God is not kidding, as a sign of his faithfulness, gives Abram and Sarai new names, Abraham and Sarah. A blessing is promised for Ishmael and his descendants as well. Eventually, Issac is born to Abraham; Jacob to Issac; and to Jacob the nation of Israel.
In our second reading from Romans, Paul is asking us to reconsider what faithfulness to the covenant and to the law means. For some hearing Paul, it is the adherence to the stipulations in God’s covenant with Abraham that constitutes faithfulness. But for Paul, faithfulness to the covenant was found in Abraham’s hope-against-hope that God would give him a child. Likewise, argues Paul, when we have an obligation to trust in God’s promises to us. Those who do trust in God are also heirs of Abraham, regardless of background.
Between Genesis and Romans, God’s work has a trajectory. It starts with the unexpected, it starts at the edges, and moves outwards. First from Abram, then to Abraham and Sarah, to their children, and then to anyone who hopes and trusts in God’s work in the world, even if they would not traditionally have been heirs to Abraham.
In Mark’s gospel, Jesus manages to hit both these points in a single passage.
But first, a word from the Hospital Chaplain.
I want to take a minute to look at Peter’s reaction here, and extend him a word of compassion. Jesus is saying that, for his ministry to succeed, he will end up being killed. This is right after Peter tells Jesus that he believes that he is the anointed one, the one to usher in the new kingdom. On one hand, common sense tells us that you don’t usher in a kingdom by being killed. On the other, Jesus is very concretely telling his friends that, if things continue on their courses, he will die. The death of one’s rabbi is not news to be taken lightly. In offering correction to Jesus, I can almost hear Abraham’s century old laughter in the background. While Jesus has harsh words for Peter, it sounds like Peter’s words for Jesus were also harsh, Peter ends up becoming another sort of father, as the rock on which Christ builds his church.
All that to say is that it’s okay to tell God what you’re feeling.
Back to the regularly scheduled sermon.
Jesus tells the disciples that his ministry, his mission, is not going to be well received. That it will be looked at with derision from the establishment of the day. It will be driven to the edges. The inauguration of the Kingdom of God is going to be in opposition to powers of the day: political, religious, and civic.
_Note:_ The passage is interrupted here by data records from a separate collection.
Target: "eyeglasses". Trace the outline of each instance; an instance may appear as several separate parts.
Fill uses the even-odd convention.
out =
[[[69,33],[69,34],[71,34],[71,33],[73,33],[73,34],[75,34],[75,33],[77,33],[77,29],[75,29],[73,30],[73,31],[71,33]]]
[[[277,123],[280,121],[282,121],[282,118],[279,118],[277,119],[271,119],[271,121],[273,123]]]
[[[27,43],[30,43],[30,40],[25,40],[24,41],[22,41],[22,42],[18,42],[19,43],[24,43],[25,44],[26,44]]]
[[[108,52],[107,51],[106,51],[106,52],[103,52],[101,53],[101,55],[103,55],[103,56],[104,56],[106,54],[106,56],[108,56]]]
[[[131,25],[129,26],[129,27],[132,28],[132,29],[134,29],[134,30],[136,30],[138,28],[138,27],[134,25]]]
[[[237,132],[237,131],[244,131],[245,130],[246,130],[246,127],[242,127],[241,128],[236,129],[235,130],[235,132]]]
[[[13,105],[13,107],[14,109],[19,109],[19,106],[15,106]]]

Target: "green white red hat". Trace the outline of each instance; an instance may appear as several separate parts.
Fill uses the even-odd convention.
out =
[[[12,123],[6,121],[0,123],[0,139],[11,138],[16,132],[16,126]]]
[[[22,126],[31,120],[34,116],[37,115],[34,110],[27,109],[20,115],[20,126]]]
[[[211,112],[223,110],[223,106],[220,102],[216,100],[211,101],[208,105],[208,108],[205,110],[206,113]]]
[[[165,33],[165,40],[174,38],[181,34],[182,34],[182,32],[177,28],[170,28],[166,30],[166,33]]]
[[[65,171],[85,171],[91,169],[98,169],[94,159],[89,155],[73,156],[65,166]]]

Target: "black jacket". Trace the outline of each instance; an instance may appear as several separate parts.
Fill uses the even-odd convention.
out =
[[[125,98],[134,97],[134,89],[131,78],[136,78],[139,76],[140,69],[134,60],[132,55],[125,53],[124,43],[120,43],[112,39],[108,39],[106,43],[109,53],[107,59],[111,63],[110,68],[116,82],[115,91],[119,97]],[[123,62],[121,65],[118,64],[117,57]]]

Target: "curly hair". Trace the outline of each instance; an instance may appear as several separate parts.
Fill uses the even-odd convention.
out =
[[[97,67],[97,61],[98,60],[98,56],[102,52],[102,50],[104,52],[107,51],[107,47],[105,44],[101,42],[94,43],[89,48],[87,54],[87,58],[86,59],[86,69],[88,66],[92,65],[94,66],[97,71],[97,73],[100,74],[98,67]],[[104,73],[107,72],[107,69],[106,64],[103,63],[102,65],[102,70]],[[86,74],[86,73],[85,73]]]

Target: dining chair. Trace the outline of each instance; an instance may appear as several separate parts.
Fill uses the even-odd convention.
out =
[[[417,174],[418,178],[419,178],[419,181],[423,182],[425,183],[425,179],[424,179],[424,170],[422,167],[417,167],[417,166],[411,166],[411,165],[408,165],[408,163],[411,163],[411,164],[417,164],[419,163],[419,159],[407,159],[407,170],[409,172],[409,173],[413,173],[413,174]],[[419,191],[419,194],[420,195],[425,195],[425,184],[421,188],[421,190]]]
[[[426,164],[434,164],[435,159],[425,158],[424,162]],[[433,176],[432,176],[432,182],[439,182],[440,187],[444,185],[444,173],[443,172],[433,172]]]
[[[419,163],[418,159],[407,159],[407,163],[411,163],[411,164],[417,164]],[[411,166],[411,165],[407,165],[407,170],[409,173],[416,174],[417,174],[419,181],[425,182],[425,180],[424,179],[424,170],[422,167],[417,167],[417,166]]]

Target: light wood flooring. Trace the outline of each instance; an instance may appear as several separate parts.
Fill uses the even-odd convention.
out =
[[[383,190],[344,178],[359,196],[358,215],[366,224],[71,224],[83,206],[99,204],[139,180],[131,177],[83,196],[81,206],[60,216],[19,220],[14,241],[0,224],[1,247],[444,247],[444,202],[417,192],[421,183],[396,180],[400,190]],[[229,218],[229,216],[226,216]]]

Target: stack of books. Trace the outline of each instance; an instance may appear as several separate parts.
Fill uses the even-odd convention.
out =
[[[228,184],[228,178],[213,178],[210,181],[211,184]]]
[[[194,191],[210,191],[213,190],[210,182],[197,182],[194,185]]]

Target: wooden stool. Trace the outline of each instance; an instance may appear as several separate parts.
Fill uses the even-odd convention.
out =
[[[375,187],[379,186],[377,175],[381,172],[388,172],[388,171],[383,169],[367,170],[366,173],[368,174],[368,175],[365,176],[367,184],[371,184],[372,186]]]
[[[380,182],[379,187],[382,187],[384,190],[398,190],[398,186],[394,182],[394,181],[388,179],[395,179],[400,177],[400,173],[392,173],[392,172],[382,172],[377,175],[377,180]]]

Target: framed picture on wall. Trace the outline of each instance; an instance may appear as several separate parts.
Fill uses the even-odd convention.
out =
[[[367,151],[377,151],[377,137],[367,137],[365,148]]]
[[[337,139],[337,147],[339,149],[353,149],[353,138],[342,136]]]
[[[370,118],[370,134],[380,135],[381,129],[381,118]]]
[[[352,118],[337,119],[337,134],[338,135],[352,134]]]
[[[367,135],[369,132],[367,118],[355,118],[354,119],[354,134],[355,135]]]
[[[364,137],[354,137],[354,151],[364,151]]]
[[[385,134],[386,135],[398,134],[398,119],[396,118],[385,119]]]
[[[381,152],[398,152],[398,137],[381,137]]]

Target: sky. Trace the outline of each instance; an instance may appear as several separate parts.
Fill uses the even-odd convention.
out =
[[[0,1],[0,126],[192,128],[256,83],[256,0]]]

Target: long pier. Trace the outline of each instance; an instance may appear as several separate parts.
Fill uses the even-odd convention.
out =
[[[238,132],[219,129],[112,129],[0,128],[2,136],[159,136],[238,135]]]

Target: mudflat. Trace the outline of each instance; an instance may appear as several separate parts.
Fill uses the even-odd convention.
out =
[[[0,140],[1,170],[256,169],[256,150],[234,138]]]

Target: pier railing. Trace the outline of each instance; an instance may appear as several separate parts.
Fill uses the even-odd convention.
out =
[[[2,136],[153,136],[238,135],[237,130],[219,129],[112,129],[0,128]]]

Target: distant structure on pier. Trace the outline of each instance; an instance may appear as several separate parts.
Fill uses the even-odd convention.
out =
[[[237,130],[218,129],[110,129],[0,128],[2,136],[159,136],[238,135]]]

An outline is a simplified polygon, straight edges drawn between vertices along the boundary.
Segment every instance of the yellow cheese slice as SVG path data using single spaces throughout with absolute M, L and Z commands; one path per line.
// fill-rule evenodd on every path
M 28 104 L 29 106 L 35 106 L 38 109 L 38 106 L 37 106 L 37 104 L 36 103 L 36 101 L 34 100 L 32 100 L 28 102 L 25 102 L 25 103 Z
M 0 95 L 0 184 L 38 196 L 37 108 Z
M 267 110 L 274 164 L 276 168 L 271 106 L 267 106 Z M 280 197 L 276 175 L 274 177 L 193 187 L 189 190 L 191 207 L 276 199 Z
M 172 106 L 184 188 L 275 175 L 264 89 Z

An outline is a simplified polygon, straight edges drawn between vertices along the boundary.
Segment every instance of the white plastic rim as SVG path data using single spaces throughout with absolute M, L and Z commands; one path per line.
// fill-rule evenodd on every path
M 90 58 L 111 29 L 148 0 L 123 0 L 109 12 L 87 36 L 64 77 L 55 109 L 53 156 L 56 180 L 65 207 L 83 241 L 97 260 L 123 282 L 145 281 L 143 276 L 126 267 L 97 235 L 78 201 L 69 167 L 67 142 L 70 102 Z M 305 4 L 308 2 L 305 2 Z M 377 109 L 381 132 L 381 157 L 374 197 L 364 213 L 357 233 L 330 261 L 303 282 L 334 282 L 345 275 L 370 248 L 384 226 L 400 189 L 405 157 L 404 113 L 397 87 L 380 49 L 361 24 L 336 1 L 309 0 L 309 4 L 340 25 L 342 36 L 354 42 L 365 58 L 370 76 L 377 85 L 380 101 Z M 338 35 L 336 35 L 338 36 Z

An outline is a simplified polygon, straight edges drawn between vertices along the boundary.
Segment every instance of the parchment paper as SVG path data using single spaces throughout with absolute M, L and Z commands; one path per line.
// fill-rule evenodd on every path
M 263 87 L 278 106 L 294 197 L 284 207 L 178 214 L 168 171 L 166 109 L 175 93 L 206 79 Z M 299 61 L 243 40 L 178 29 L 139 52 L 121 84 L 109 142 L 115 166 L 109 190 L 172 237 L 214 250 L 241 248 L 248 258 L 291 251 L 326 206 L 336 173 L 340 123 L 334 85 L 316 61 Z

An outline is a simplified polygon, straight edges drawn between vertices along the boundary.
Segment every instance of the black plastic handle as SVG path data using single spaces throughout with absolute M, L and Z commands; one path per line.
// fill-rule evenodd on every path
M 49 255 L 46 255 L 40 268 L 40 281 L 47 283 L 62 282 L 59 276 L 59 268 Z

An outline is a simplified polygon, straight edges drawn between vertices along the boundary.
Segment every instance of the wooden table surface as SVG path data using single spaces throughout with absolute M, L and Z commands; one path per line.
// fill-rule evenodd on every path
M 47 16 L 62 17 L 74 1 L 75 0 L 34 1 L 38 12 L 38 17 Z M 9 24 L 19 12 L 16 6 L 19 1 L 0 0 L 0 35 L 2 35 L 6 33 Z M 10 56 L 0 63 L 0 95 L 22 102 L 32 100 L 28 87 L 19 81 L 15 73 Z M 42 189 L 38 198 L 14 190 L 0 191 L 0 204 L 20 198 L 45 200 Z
The only way that the Kingdom of God will gain a foothold in this world is if the world rejects it completely, resulting in its leader’s death. And Jesus does not seem interested in joining forces with anyone who will lessen the chances of this happening, as to join with others would be a concession to the powers of the world. Jesus’ mission is not to come and die; but it will result in him being killed.
Jesus then expands the mission, he is not leading a Kingdom of twelve, or of seventy, or whoever happens to know or be related to the right people. This is a kingdom open to anyone interested in taking part in the work of reconciling the world to God. Anyone willing to meet the challenges and sacrifices is free to come along.
Christ, today, offers us an invitation to co-agitators in the cause, and to take part in building the Kingdom of God here. Today’s readings give us a small idea of what the Kingdom is about. We serve a God who does not overlook the forgotten, the small, or the weak; we serve a God who does not rule by dictate, but invites us to come alongside and build together. As we journey through lent, may our eyes and our hearts be attentive to the opportunities to join Christ in this life and world saving work. Amen.